Despite hip interior design by Proof Consultancy, these expansive communal spaces demonstrate the primacy of the basic building design over fitting out. The insitu egg-crate structure of the upper bedroom floors has been allowed to barrel down through the bar, foyer and restaurant in the form of rows of plain cylindrical columns of solid reinforced concrete at 3.3 m centres. Both the architect and structural engineer Blyth & Blyth can no doubt take pride in the straightforward honesty with which the structural system is carried through and visually expressed. Significantly, though, these phalanxes of columns have not been allowed to compromise the communal spaces through which they march. Instead, they have been imaginatively mobilised to subdivide these large halls into more intimate spaces of varying character.

Understandably, putting 460 bedrooms on to a city centre site was an architectural challenge in its own right. The site was a small polygonal infill plot that had lain empty as a surface car park and was hemmed in by 15-storey blocks on all sides. Of various configurations considered, Bennetts opted for a straightforward T-shaped plan, with a 14-storey slab fronting John Islip Street and another 14-storey slab stretching out behind it. However, the irregular site boundaries prevented the two slabs from meeting at right angles. This geometric problem was solved by inserting the central lift and stair tower between both slabs so that it would act as a knuckle, allowing the rear slab to be cranked round to one side to fit the site without looking awkward.

The double tower block is simply but elegantly modelled and crisply detailed, as would be expected from Bennetts. The gable walls are clad in the material of the moment – hanging terracotta tiles – but instead of the clichéd self-finish, Bennetts has opted for bright indigo glazing.

The plant rooms are housed on the top floor, but these are all but hidden by being set back from the facade and topped by a canopy of louvres that cantilevers outwards, giving shade to the window walls below. This arrangement gives the building a satisfyingly distinct lid on the skyline, while the bright blue colouring helps it stand out from the dreary grey crowd of towers surrounding it.

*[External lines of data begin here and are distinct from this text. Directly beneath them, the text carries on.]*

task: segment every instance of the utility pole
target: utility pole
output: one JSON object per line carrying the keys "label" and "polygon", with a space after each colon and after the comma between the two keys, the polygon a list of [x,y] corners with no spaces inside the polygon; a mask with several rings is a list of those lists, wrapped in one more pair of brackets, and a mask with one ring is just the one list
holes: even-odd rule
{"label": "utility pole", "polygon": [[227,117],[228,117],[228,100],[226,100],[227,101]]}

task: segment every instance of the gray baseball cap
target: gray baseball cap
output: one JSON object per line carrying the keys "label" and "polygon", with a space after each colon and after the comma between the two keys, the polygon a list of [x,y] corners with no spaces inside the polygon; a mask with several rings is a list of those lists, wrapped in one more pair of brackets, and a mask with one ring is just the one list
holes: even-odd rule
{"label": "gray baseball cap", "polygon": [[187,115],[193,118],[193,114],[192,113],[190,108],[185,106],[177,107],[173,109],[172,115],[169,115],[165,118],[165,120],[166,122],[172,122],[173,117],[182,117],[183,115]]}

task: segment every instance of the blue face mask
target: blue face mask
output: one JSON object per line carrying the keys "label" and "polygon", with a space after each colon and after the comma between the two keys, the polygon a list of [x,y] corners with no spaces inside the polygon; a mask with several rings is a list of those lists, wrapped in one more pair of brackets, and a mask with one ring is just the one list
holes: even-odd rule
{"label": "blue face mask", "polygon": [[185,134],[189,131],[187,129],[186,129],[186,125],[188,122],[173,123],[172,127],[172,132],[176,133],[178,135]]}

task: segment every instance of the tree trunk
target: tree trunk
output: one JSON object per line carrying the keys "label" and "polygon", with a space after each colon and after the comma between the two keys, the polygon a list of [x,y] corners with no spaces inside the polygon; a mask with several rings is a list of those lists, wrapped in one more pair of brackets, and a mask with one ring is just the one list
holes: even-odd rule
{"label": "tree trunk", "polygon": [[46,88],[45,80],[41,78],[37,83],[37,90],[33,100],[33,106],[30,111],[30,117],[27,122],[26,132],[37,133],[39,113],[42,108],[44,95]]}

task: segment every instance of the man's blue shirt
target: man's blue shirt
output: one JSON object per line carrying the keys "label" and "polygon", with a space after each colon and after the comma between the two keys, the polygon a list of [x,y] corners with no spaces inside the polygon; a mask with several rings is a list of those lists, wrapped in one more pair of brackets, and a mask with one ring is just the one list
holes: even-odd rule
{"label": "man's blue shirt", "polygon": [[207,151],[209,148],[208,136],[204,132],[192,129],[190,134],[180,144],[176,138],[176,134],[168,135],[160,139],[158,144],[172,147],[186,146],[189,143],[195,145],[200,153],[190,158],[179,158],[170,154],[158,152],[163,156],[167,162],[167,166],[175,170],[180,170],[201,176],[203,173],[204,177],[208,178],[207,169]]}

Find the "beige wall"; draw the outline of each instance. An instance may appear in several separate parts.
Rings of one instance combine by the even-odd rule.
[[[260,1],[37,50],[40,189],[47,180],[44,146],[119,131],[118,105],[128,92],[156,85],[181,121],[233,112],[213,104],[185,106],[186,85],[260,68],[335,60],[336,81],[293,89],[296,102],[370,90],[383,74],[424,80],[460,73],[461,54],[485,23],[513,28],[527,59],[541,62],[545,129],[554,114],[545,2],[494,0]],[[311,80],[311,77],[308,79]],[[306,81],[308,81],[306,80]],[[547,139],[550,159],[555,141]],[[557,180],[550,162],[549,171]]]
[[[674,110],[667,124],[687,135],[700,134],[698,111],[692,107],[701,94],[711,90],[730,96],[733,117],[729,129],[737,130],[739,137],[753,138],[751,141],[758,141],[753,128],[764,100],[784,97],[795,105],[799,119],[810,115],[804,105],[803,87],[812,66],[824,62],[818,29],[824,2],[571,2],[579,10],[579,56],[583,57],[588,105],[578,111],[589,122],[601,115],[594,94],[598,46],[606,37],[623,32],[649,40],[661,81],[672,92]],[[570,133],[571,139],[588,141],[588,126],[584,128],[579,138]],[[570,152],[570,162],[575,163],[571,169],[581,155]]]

Finally I am taken to visit the "Art Street", into which David and Sandy Orr have sunk £500,000 as the hotel's pièce de résistance. Though not an established public right of way, this is a 80 m long pavement-level passageway that invites passers-by to nip through the site between the public streets at front and back. The prime creator of the Art Street was the artist Susanna Heron, who worked closely with Bennetts Associates. The result of the collaboration comprises a half-glazed roof, free-standing cylindrical columns that mimic the real ones inside the building, and a side wall of dark slate panels adorned with abstract motifs alternating with white-concrete panels.

The inventive Art Street, I have to admit, left me cold. Although not at all draughty, its hemmed-in setting between two tower blocks and its stark decor made it feel like a wind tunnel. In fact, the altruistic civic aspect of the Art Street impressed me less than the crafty commercial intention underpinning it. What the Art Street does very effectively is increase the street frontage of the restaurant. Non-residents using it as a short cut to the river pass at close quarters along the whole depth of the City Cafe, and in summer brush past the al-fresco tables that spill out from it. If this does not beguile them to tarry and sample the refreshments on offer, not much will.

So this is what David Orr means by a permeable building. Not just a quality of refreshingly crisp, understated, functionally honest contemporary architecture, it signifies a building that pulls unsuspecting punters off the street at one end and out at the other. It gives commercial architecture a whole new meaning.